RobertPincus commented 2 years ago

@skosukhin Do you think there's any chance of automating this test, or of generally automating continuous testing on Levante? At CSCS we have a solution where a background process runs on a login node and polls Github for code updates, though CSCS is also moving to some more robust approach based on container. Does DKRZ offer CI on Levante?
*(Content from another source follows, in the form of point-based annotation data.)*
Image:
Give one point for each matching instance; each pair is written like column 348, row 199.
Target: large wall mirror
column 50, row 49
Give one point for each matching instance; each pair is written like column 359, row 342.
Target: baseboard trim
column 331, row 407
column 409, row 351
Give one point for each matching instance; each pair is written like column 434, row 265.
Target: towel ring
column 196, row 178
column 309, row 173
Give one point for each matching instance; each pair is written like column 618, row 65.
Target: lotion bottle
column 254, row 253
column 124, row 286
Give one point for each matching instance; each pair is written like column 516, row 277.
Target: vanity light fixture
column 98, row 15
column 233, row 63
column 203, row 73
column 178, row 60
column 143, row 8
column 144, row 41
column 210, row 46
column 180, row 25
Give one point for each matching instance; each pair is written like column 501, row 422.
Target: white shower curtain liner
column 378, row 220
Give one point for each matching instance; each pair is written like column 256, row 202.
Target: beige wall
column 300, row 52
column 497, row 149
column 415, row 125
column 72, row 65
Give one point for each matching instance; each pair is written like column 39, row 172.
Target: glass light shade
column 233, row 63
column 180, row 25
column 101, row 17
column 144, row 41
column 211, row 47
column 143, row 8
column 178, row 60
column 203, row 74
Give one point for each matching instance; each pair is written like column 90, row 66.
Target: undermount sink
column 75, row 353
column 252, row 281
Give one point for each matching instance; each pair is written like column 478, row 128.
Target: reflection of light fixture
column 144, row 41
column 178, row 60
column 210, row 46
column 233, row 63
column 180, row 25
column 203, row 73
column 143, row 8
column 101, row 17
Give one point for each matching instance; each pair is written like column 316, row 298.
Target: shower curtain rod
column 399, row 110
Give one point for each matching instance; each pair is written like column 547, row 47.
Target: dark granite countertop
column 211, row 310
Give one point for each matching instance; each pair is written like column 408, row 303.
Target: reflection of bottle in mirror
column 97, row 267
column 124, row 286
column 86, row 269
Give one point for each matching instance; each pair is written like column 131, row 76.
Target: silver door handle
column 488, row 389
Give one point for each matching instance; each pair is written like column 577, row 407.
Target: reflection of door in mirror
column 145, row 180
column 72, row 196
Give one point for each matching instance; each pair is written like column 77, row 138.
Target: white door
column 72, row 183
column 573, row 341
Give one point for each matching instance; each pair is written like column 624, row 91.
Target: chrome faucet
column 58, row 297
Could it be made to work for codes hosted on Github?

skosukhin commented 1 year ago

@RobertPincus If I take the current develop, remove the trailing & here and run the following script on Levante@DKRZ, everything seems to work fine.

cd rte-rrtmgp
module load intel-oneapi-compilers python3
export FC=ifort
export FCFLAGS='-m64 -O3 -g -traceback -heap-arrays -assume realloc_lhs -extend-source 132'
export NCHOME=/sw/spack-levante/netcdf-c-4.8.1-2k3cmu
export NFHOME=/sw/spack-levante/netcdf-fortran-4.5.3-k6xq5g
export LD_LIBRARY_PATH="$NCHOME/lib:$NFHOME/lib:$LD_LIBRARY_PATH"
export RRTMGP_ROOT=$(pwd)
export RRTMGP_DATA="$(pwd)/rrtmgp-data"
export FAILURE_THRESHOLD='7.e-4'
ulimit -s unlimited

git clone --branch develop --depth 1 git@github.com:earth-system-radiation/rrtmgp-data.git

make libs tests check

$FC --version

If, however, I revert 9124ecc, I get the following error:

make[1]: Entering directory '/path/to/rte-rrtmgp/examples/rfmip-clear-sky'
cp /path/to/rte-rrtmgp/rrtmgp-data/examples/rfmip-clear-sky/inputs/multiple_input4MIPs_radiation_RFMIP_UColorado-RFMIP-1-2_none.nc . 
cp /path/to/rte-rrtmgp/rrtmgp-data/examples/rfmip-clear-sky/inputs/rld_Efx_RTE-RRTMGP-181204_rad-irf_r1i1p1f1_gn.nc . 
cp /path/to/rte-rrtmgp/rrtmgp-data/examples/rfmip-clear-sky/inputs/rlu_Efx_RTE-RRTMGP-181204_rad-irf_r1i1p1f1_gn.nc . 
cp /path/to/rte-rrtmgp/rrtmgp-data/examples/rfmip-clear-sky/inputs/rsd_Efx_RTE-RRTMGP-181204_rad-irf_r1i1p1f1_gn.nc . 
cp /path/to/rte-rrtmgp/rrtmgp-data/examples/rfmip-clear-sky/inputs/rsu_Efx_RTE-RRTMGP-181204_rad-irf_r1i1p1f1_gn.nc . 
./rrtmgp_rfmip_lw 8 multiple_input4MIPs_radiation_RFMIP_UColorado-RFMIP-1-2_none.nc /path/to/rte-rrtmgp/rrtmgp-data/rrtmgp-gas-lw-g256.nc
 Usage: rrtmgp_rfmip_lw [block_size] [rfmip_file] [k-distribution_file] [forcing
 _index (1,2,3)] [physics_index (1,2)]
 Doing          225 blocks of size            8
 Calculation uses RFMIP gases: h2o carbon_dioxide o3 nitrous_oxide 
 carbon_monoxide methane oxygen nitrogen carbon_tetrachloride cfc11 cfc12 
 hcfc22 hfc143a hfc125 hfc23 hfc32 hfc134a cf4 no2 
[levante6:1363338:0:1363338] Caught signal 11 (Segmentation fault: address not mapped to object at address 0xffffffc805262e98)
==== backtrace (tid:1363338) ====
 0 0x0000000000012ce0 __funlockfile()  :0
 1 0x00000000004501ad interpolate3d_byflav()  /path/to/rte-rrtmgp/build/../rrtmgp-kernels/mo_gas_optics_rrtmgp_kernels.F90:759
 2 0x00000000004501ad gas_optical_depths_major()  /path/to/rte-rrtmgp/build/../rrtmgp-kernels/mo_gas_optics_rrtmgp_kernels.F90:376
 3 0x00000000004501ad compute_tau_absorption()  /path/to/rte-rrtmgp/build/../rrtmgp-kernels/mo_gas_optics_rrtmgp_kernels.F90:278
 4 0x0000000000438b9d mo_gas_optics_rrtmgp_mp_compute_gas_taus_()  /path/to/rte-rrtmgp/build/../rrtmgp-frontend/mo_gas_optics_rrtmgp.F90:676
 5 0x0000000000432758 mo_gas_optics_rrtmgp_mp_gas_optics_int_()  /path/to/rte-rrtmgp/build/../rrtmgp-frontend/mo_gas_optics_rrtmgp.F90:265
 6 0x000000000040de67 MAIN__()  /path/to/rte-rrtmgp/examples/rfmip-clear-sky/rrtmgp_rfmip_lw.F90:246
 7 0x000000000040bde2 main()  ???:0
 8 0x000000000003acf3 __libc_start_main()  ???:0
 9 0x000000000040bcee _start()  ???:0
=================================
make[1]: *** [Makefile:56: tests] Segmentation fault
make[1]: Leaving directory '/path/to/rte-rrtmgp/examples/rfmip-clear-sky'
make: *** [Makefile:14: tests] Error 2
ifort (IFORT) 2021.5.0 20211109
Copyright (C) 1985-2021 Intel Corporation.  All rights reserved.

Does this answer your question?

Regarding CI at DKRZ, I haven't heard about any support for Github. Probably, we could try to organize something via a Gitlab mirror hosted at DKRZ but I won't have time for that in the foreseeable future, unfortunately. Although, we might not need Levante to reproduce this. Maybe the issue can be reproduced inside the Intel container? I am coming back from vacation in a couple of weeks and will also try not to forget to check whether newer compiler versions are still affected.